There’s also no speculation that Romney was hurt by bigotry against Mormons, which would be useful for any candidate who wants to be the party’s second Mormon nominee. And Huntsman would be able to appeal to Utah donors without competing with the savior of the Salt Lake City Olympics.
Huntsman also didn’t have many other opportunities for staying relevant for the next decade. Orrin Hatch’s term in the Senate doesn’t expire until 2018. Mike Lee is in his early 40s, and even less inclined to leave the Senate. Huntsman’s former Lieutenant Governor was elected to a full term as Governor until 2016. So he would have preferred a presidential bid in 2016 to one in 2020.
His best shot at the White House is by running as John McCain circa 2000 and 2008, a man who can appeal to Independents and those who want politics to be more civil and bipartisan. There are three others in that category who could have been strong presidential contenders. Scott Brown lost a reelection bid, and even if he climbs back into the Senate to replace John Kerry, it seems unlikely that he would be a nominee in 2016. David Petraeus was one of the others.
That just leaves Chris Christie in that segment of the primary. The Governor of New Jersey does seem to be a man of immense political talents, and it seems pretty likely that he’s going to get reelected to the Governor’s mansion. I don’t believe that his vocal appreciation of Obama’s efforts post-Sandy has hurt his prospects.
Christie’s main problem may be that temperamentally, he’s a lot like Rudy Giuliani. He’s better suited to be a challenger than a candidate for an open election seat. That said, Barack Obama essentially ran for President by pretending that George W Bush was seeking a third term.
There is likely to be another runoff in the presidential primary, between the more conservative candidates. There is a strong possibility that similar contenders will split the vote. Paul Ryan has national name recognition after handling himself reasonably well as a candidate for Vice-President, but two of his fellow conservative favorite Catholic policy wonks in their early 40s are making early moves. Senator Marco Rubio of Florida is heading to Iowa, while many in the party seem convinced that choosing a Hispanic presidential nominee will be helpful in appealing to voters in Colorado and Florida. Governor Bobby Jindal of Louisiana got some attention for his calls for the party to offer detailed policy solutions in an interview with politico.com. Rand Paul would also be a likely candidate, likely starting in the polls in the double-digits thanks to his dad’s supporters.

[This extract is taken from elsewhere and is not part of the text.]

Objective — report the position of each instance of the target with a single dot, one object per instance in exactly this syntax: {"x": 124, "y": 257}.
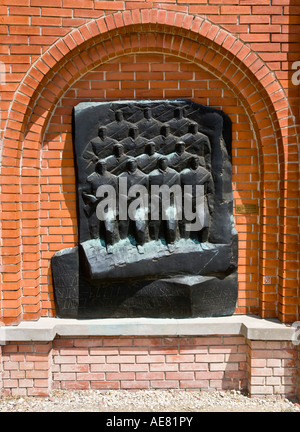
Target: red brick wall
{"x": 235, "y": 55}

In three years, it’s possible that we’ll have a repeat of the last two primaries, with several contenders in the 15-25% range in various polls. That type of scenario would work out well for John Huntsman, allowing him to compete in New Hampshire, where he finished in third place in the last primary, and build momentum from there. It’s also possible that we’ll have an underwhelming favorite polling at fifty percent. In that case, Huntsman may try to offer his services elsewhere on the ticket.